Define the function numCorrect to compute how much edibility information can be gained by checking a specific attribute against a list of Observations. This implements the functionality of the in-class template.
The next step is to build a decision trees. A decision tree is used to evaluate one instance against a known corpus of instances. In this case, we want to evaluate the edibility of a new mushroom against our list of observations. Decision trees are a binary tree with two kinds of nodes:
Decision nodes are labeled with an attribute, and have two children. The left is used to to evaluate mushrooms that do not have that attribute, and the right is used to evaluate mushrooms that do have the attribute.
End nodes are leaves, and have no children. They must store enough information to estimate the edibility of a mushroom that ends up at that node. Do note store any observations, simply compute an appropriate summary.
Define an algebraic data type for decision trees and implement the buildTree function to turn a list of observations into a decision tree
buildTree constructs a decision tree is build from a list of observations. If the list of observations is coherent enough, it is turned into an end node. Otherwise, search for the attribute that gives us the most information about edibility, and create a decision node labeled with that attribute. Split the observations into those with and without that attribute, and recursively create the left and right children.

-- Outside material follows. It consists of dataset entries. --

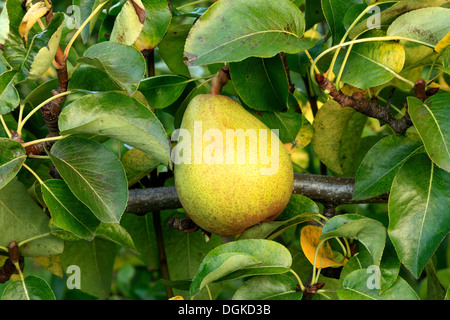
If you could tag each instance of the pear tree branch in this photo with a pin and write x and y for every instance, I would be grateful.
(371, 108)
(328, 190)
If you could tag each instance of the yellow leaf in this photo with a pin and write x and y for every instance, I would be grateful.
(37, 11)
(309, 240)
(444, 43)
(129, 23)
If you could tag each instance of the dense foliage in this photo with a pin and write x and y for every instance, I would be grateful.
(91, 92)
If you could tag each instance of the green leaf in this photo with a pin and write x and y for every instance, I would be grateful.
(42, 50)
(156, 22)
(235, 30)
(141, 230)
(418, 216)
(123, 64)
(371, 233)
(129, 22)
(330, 126)
(171, 48)
(313, 13)
(94, 175)
(137, 165)
(432, 121)
(9, 97)
(381, 163)
(67, 212)
(390, 14)
(355, 287)
(161, 91)
(298, 210)
(274, 287)
(96, 260)
(222, 265)
(37, 289)
(334, 12)
(389, 266)
(10, 18)
(12, 156)
(380, 60)
(116, 233)
(261, 83)
(428, 25)
(120, 117)
(270, 230)
(92, 79)
(435, 289)
(22, 219)
(242, 258)
(86, 7)
(288, 122)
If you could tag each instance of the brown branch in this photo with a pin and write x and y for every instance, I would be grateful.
(51, 111)
(369, 108)
(323, 189)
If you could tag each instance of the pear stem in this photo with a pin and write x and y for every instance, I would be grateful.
(220, 80)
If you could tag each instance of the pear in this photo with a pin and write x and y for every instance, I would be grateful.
(231, 172)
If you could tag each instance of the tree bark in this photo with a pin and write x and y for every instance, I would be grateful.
(323, 189)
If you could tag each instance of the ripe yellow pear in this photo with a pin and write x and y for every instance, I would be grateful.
(231, 171)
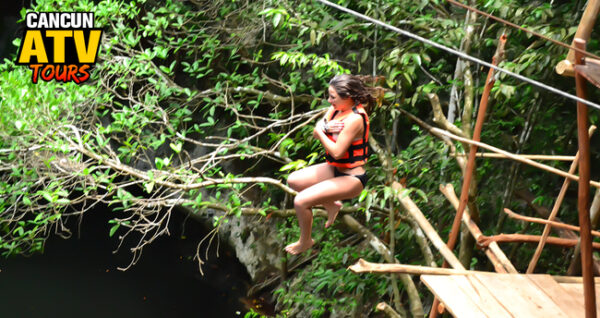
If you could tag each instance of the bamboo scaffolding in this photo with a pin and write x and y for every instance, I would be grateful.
(532, 157)
(362, 266)
(587, 263)
(544, 167)
(512, 238)
(555, 208)
(431, 233)
(547, 222)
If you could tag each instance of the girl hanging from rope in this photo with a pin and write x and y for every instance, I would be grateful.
(343, 132)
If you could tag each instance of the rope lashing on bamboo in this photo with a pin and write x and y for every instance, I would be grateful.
(543, 221)
(541, 36)
(461, 54)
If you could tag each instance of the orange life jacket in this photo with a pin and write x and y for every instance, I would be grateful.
(356, 155)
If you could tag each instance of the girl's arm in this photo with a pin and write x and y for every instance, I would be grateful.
(352, 128)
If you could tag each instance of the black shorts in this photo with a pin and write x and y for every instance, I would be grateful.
(361, 177)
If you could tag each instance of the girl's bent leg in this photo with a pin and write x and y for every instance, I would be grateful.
(326, 193)
(332, 210)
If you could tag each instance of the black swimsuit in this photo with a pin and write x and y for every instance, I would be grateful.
(361, 177)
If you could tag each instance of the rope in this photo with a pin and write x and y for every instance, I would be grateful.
(461, 54)
(523, 29)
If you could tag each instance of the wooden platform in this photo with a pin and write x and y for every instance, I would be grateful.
(508, 295)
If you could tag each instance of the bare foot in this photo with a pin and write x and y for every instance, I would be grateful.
(332, 211)
(297, 248)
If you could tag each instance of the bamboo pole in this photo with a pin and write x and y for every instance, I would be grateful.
(431, 233)
(468, 173)
(587, 265)
(532, 157)
(514, 157)
(547, 222)
(362, 266)
(584, 31)
(555, 208)
(511, 238)
(388, 310)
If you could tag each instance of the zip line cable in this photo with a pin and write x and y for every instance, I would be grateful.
(461, 54)
(523, 29)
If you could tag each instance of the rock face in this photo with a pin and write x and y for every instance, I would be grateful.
(253, 238)
(256, 244)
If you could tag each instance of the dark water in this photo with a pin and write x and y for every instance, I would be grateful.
(78, 277)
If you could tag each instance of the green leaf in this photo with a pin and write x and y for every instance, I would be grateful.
(113, 229)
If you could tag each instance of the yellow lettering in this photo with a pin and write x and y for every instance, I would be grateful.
(59, 43)
(33, 38)
(87, 54)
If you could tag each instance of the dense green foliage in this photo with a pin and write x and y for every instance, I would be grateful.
(192, 99)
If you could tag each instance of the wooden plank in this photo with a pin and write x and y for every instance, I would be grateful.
(576, 290)
(458, 303)
(572, 306)
(519, 296)
(481, 296)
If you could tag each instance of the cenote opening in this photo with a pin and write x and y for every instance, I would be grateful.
(78, 277)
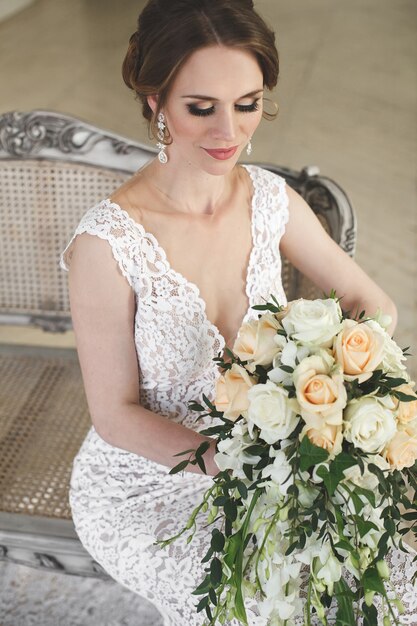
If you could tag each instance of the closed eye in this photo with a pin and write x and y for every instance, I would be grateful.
(242, 108)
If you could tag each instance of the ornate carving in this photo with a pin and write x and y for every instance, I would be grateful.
(48, 562)
(24, 135)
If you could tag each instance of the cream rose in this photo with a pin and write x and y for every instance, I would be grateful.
(272, 411)
(401, 450)
(256, 340)
(313, 321)
(393, 356)
(320, 387)
(406, 411)
(232, 392)
(358, 349)
(325, 436)
(369, 425)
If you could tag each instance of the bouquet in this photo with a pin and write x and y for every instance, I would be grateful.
(315, 420)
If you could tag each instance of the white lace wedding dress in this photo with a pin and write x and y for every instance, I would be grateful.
(121, 502)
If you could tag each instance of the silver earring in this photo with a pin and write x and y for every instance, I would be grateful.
(162, 156)
(249, 147)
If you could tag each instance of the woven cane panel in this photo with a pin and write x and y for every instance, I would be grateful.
(43, 421)
(41, 202)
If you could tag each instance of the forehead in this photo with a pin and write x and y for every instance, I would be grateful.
(220, 72)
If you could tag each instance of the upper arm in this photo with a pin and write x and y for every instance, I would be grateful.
(314, 253)
(103, 311)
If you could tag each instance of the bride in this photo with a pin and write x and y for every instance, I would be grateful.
(162, 275)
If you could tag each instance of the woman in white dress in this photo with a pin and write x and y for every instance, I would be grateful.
(162, 275)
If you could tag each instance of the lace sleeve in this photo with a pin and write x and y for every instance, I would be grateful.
(107, 225)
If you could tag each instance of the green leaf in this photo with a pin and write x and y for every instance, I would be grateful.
(371, 581)
(370, 615)
(207, 556)
(403, 397)
(357, 502)
(344, 596)
(310, 454)
(367, 493)
(179, 467)
(248, 471)
(230, 510)
(363, 526)
(379, 474)
(185, 452)
(243, 490)
(209, 404)
(217, 540)
(215, 572)
(202, 604)
(203, 587)
(256, 450)
(201, 464)
(213, 597)
(335, 473)
(341, 462)
(343, 544)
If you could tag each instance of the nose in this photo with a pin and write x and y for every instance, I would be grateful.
(226, 124)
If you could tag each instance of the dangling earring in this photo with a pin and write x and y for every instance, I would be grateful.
(162, 156)
(249, 147)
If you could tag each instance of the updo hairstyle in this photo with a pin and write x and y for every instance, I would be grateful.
(169, 31)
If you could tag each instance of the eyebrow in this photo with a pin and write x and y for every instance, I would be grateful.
(200, 97)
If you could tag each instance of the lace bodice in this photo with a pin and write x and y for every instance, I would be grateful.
(175, 341)
(122, 502)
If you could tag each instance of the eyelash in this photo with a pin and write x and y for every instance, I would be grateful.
(242, 108)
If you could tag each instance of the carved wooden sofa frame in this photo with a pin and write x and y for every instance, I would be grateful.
(52, 169)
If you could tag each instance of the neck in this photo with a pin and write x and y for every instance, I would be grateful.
(187, 189)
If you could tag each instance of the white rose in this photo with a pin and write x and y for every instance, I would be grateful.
(367, 480)
(313, 321)
(280, 472)
(272, 411)
(290, 355)
(328, 569)
(393, 356)
(231, 453)
(369, 425)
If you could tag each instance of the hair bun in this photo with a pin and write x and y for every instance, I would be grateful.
(175, 6)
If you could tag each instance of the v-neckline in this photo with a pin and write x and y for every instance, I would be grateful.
(183, 279)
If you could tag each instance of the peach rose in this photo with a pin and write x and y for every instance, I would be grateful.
(232, 392)
(406, 411)
(327, 436)
(319, 387)
(358, 349)
(256, 340)
(401, 450)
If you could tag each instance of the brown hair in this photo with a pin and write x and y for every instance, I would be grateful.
(169, 31)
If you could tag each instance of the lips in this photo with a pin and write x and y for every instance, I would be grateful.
(221, 154)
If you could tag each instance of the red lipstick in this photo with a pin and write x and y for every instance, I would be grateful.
(221, 154)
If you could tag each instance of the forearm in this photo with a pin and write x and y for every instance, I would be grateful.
(153, 436)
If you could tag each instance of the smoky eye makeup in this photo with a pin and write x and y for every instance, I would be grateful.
(194, 109)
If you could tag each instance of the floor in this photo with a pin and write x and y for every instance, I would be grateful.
(347, 96)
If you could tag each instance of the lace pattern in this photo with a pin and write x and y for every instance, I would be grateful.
(121, 502)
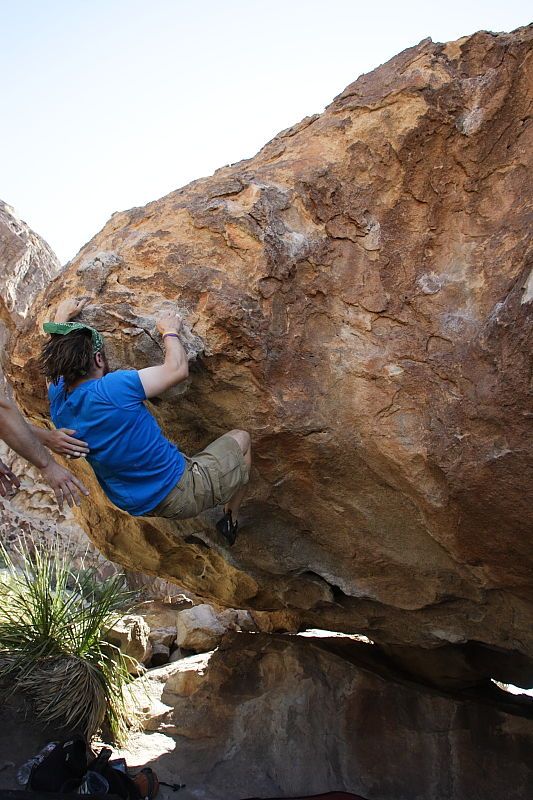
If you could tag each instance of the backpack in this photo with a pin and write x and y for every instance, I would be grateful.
(64, 767)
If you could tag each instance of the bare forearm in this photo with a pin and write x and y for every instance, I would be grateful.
(175, 355)
(42, 434)
(18, 435)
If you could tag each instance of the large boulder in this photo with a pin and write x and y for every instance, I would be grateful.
(357, 296)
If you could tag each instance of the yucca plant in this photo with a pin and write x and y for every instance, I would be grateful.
(53, 620)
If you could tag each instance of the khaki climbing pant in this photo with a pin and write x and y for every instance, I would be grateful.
(211, 477)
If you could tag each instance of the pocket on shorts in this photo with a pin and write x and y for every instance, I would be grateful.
(199, 494)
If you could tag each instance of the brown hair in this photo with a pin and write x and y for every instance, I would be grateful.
(69, 356)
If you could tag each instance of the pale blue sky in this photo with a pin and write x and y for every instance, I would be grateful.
(108, 104)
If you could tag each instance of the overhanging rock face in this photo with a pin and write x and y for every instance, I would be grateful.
(358, 297)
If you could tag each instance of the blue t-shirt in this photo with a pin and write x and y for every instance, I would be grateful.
(134, 463)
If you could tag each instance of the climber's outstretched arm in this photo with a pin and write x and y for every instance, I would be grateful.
(175, 367)
(16, 433)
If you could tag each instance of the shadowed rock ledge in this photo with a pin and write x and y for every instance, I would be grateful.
(358, 297)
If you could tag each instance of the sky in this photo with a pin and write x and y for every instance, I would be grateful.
(108, 104)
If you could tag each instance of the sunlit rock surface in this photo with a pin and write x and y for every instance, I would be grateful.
(358, 297)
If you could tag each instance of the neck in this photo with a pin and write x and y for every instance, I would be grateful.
(93, 375)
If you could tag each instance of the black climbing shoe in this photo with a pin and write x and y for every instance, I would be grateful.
(228, 528)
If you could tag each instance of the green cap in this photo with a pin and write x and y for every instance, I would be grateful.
(67, 327)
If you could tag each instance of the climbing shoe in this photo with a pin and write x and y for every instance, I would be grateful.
(228, 528)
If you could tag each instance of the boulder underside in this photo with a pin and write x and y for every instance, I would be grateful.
(358, 297)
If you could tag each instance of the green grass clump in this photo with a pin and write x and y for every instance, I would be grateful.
(53, 620)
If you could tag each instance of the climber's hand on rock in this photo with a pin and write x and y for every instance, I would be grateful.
(65, 485)
(9, 483)
(70, 308)
(62, 441)
(168, 322)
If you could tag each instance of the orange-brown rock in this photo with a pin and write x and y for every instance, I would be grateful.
(357, 296)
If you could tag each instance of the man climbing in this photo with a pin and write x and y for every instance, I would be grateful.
(137, 467)
(28, 441)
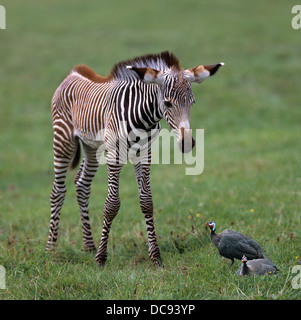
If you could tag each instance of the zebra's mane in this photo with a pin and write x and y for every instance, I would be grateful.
(162, 61)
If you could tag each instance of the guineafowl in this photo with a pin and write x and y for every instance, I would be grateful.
(232, 244)
(256, 266)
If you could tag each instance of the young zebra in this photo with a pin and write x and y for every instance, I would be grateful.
(96, 112)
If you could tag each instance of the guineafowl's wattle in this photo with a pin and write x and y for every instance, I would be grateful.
(256, 267)
(233, 245)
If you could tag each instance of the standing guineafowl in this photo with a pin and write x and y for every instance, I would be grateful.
(232, 244)
(256, 266)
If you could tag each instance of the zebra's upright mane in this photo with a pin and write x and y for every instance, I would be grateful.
(162, 61)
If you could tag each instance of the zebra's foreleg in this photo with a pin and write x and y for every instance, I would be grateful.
(112, 205)
(142, 172)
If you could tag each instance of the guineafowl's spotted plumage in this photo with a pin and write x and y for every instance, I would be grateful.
(233, 245)
(256, 267)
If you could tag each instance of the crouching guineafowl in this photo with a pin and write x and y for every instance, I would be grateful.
(256, 266)
(232, 244)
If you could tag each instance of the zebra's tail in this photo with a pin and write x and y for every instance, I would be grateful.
(74, 162)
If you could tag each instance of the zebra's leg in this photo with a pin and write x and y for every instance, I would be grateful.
(112, 205)
(83, 180)
(142, 171)
(64, 151)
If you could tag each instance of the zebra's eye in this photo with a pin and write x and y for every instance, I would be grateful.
(167, 104)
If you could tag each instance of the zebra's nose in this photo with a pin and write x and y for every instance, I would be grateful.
(186, 142)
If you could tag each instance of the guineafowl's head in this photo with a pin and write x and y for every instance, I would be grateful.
(244, 259)
(211, 225)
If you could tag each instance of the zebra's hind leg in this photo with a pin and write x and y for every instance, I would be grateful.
(64, 151)
(83, 180)
(142, 171)
(112, 205)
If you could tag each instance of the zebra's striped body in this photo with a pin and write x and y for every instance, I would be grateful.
(98, 111)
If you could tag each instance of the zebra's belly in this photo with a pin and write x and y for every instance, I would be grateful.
(91, 141)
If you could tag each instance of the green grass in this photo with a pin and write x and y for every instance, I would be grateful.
(251, 183)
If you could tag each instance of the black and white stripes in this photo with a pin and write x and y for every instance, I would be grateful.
(96, 114)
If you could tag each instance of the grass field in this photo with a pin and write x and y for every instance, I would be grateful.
(251, 182)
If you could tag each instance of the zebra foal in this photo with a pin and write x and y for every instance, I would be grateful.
(96, 113)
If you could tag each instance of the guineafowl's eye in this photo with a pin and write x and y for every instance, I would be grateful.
(167, 104)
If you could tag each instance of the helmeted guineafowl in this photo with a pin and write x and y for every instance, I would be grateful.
(256, 266)
(232, 244)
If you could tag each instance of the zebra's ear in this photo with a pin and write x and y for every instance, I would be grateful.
(148, 75)
(200, 73)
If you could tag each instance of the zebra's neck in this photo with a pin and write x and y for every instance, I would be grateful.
(138, 104)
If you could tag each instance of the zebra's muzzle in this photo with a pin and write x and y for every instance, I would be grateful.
(186, 142)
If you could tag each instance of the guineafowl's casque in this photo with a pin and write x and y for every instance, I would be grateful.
(232, 244)
(256, 267)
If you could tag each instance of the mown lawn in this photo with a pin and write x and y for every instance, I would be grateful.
(251, 181)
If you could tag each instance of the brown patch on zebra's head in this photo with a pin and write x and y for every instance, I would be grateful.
(88, 73)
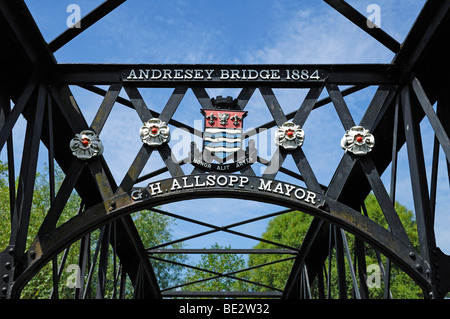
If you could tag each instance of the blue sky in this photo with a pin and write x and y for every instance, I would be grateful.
(228, 32)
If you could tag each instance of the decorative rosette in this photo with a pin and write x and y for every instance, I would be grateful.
(155, 132)
(289, 136)
(86, 145)
(358, 140)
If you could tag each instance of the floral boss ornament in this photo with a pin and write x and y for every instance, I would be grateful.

For the full project, we will write two functions to evaluate a decision tree.
rateMushroom evaluates a mushroom against a decision tree. It takes in a mushroom, a decision tree, and a rational describing the safety limit for edibility. It returns a string with instructions. For full credit, include a percentage estimate.
buildGuide turns a decision tree into a human-readable, step-by-step, guide to edibility. It takes a decision tree and a safety limit, and returns a list of strings representing the numbered steps. Each step represents a node in the tree, and takes one of two forms:
"n: Eat the mushroom." / "n: Do not eat the mushroom."
"n: If the mushroom has (attribute) go to step x, otherwise go to step y."
The guide produced for the core project may be quite ugly. For instance, the guide produced by ./fungi -n 4200 is:
1: If the mushroom has a musty odor go to step 2, otherwise go to step 3.
2: Do not eat the mushroom.
3: If the mushroom has a foul odor go to step 4, otherwise go to step 5.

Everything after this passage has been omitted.